# PyTorch + MLflow (MNIST) — Simple Demo

This notebook trains a tiny CNN on MNIST, logs it to **MLflow** with a **model signature**, and then loads it back using the **pyfunc** flavor for inference.

**Prereqs**
- Make sure an MLflow server is running at `http://127.0.0.1:8080`.
- If needed, install packages in the first cell.


In [None]:

# If packages are missing, uncomment and run:
# !pip install torch torchvision mlflow numpy pandas


In [None]:

import numpy as np
import pandas as pd
import torch, torch.nn as nn, torch.nn.functional as F
from torch.utils.data import DataLoader
from torchvision import datasets, transforms

import mlflow, mlflow.pytorch
from mlflow.models import infer_signature

# ——— MLflow points to your running server ———
mlflow.set_tracking_uri("http://127.0.0.1:8080")
mlflow.set_experiment("PyTorch_MNIST_Image_Demo_Simple")

DEVICE    = torch.device("cuda" if torch.cuda.is_available() else "cpu")
BATCH     = 128
EPOCHS    = 1  # small for demo
print("Using device:", DEVICE)


In [None]:

# Keep transforms simple: raw [0,1] tensors; we'll normalize inside the model
tfm = transforms.ToTensor()

train_ds = datasets.MNIST(root="./data", train=True,  download=True, transform=tfm)
test_ds  = datasets.MNIST(root="./data", train=False, download=True, transform=tfm)

train_loader = DataLoader(train_ds, batch_size=BATCH, shuffle=True)
test_loader  = DataLoader(test_ds,  batch_size=BATCH, shuffle=False)

len(train_ds), len(test_ds)


In [None]:

class SmallCNN(nn.Module):
    """A tiny CNN; includes normalization so inference with pyfunc is easy."""
    def __init__(self, num_classes=10):
        super().__init__()
        # MNIST stats as buffers (move with the model to CPU/GPU)
        self.register_buffer("mean", torch.tensor([0.1307]).view(1,1,1,1))
        self.register_buffer("std",  torch.tensor([0.3081]).view(1,1,1,1))

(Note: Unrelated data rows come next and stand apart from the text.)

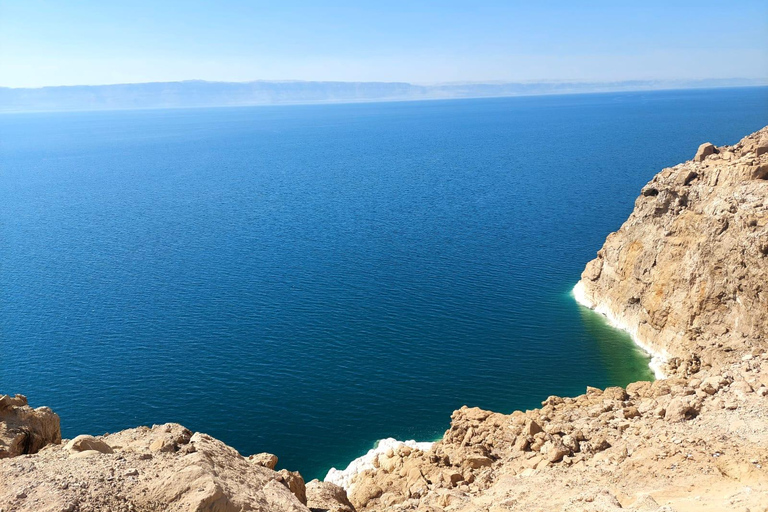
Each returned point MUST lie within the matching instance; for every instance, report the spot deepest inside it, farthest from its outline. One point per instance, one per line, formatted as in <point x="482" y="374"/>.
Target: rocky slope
<point x="685" y="274"/>
<point x="163" y="468"/>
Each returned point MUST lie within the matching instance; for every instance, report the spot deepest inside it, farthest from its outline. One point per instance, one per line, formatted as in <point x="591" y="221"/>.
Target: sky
<point x="73" y="42"/>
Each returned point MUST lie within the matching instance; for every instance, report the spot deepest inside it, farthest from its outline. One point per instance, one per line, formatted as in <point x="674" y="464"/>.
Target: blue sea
<point x="306" y="280"/>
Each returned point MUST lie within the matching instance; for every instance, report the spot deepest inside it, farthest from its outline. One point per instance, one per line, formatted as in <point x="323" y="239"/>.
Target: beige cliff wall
<point x="687" y="273"/>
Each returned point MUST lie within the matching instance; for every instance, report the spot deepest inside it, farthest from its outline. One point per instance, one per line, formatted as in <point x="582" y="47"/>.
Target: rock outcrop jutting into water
<point x="686" y="275"/>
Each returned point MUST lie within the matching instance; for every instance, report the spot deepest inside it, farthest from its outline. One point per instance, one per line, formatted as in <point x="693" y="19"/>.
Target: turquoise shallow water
<point x="306" y="280"/>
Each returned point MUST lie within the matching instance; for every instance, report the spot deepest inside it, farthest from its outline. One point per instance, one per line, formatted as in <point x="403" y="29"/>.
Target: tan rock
<point x="264" y="459"/>
<point x="294" y="482"/>
<point x="24" y="430"/>
<point x="325" y="496"/>
<point x="86" y="443"/>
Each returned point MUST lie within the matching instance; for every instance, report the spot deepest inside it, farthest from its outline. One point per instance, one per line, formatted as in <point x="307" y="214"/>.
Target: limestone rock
<point x="686" y="272"/>
<point x="294" y="482"/>
<point x="24" y="430"/>
<point x="266" y="460"/>
<point x="325" y="496"/>
<point x="84" y="443"/>
<point x="704" y="151"/>
<point x="201" y="474"/>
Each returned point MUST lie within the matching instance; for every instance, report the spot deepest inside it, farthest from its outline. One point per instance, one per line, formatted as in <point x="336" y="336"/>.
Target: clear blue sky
<point x="99" y="42"/>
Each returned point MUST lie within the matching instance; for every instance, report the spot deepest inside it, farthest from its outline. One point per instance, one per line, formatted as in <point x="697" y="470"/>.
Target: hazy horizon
<point x="201" y="94"/>
<point x="425" y="43"/>
<point x="743" y="81"/>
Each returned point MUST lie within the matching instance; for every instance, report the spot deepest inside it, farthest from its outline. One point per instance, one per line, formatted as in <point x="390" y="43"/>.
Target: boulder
<point x="704" y="151"/>
<point x="294" y="482"/>
<point x="266" y="460"/>
<point x="24" y="430"/>
<point x="85" y="443"/>
<point x="325" y="496"/>
<point x="680" y="409"/>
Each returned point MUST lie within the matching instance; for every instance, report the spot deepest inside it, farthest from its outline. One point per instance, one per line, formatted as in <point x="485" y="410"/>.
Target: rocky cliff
<point x="686" y="275"/>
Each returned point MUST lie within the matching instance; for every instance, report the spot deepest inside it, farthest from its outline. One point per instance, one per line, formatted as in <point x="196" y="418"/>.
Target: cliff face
<point x="687" y="273"/>
<point x="687" y="276"/>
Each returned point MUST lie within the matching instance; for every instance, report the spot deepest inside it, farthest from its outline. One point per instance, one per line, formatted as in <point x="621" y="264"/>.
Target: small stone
<point x="704" y="151"/>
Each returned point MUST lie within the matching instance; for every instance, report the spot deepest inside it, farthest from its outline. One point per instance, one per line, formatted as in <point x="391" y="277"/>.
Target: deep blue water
<point x="305" y="280"/>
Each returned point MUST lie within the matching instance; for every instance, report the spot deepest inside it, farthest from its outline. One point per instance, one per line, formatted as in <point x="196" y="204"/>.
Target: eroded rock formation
<point x="687" y="273"/>
<point x="25" y="430"/>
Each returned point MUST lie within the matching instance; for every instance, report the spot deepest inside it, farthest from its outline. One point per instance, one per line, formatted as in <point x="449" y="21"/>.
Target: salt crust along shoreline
<point x="343" y="478"/>
<point x="658" y="358"/>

        self.conv1 = nn.Conv2d(1, 16, 3, padding=1)
        self.conv2 = nn.Conv2d(16, 32, 3, padding=1)
        self.fc1   = nn.Linear(32*7*7, 64)
        self.fc2   = nn.Linear(64, num_classes)

    def forward(self, x):
        x = (x - self.mean) / self.std               # normalize
        x = F.relu(self.conv1(x)); x = F.max_pool2d(x, 2)  # 28→14
        x = F.relu(self.conv2(x)); x = F.max_pool2d(x, 2)  # 14→7
        x = x.view(x.size(0), -1)                         # flatten
        x = F.relu(self.fc1(x))
        return self.fc2(x)                                # logits

model = SmallCNN().to(DEVICE)
optimizer = torch.optim.Adam(model.parameters(), lr=1e-3)
criterion = nn.CrossEntropyLoss()
model


In [None]:

def evaluate(net, loader):
    net.eval()
    correct = total = 0
    with torch.no_grad():
        for xb, yb in loader:
            xb, yb = xb.to(DEVICE), yb.to(DEVICE)
            pred = net(xb).argmax(1)
            correct += (pred == yb).sum().item()
            total   += yb.numel()
    return correct / max(1, total)

with mlflow.start_run(run_name="mnist-smallcnn") as run:
    mlflow.log_params({"epochs": EPOCHS, "batch_size": BATCH, "model": "SmallCNN"})
    mlflow.set_tags({"task": "image-classification", "dataset": "MNIST"})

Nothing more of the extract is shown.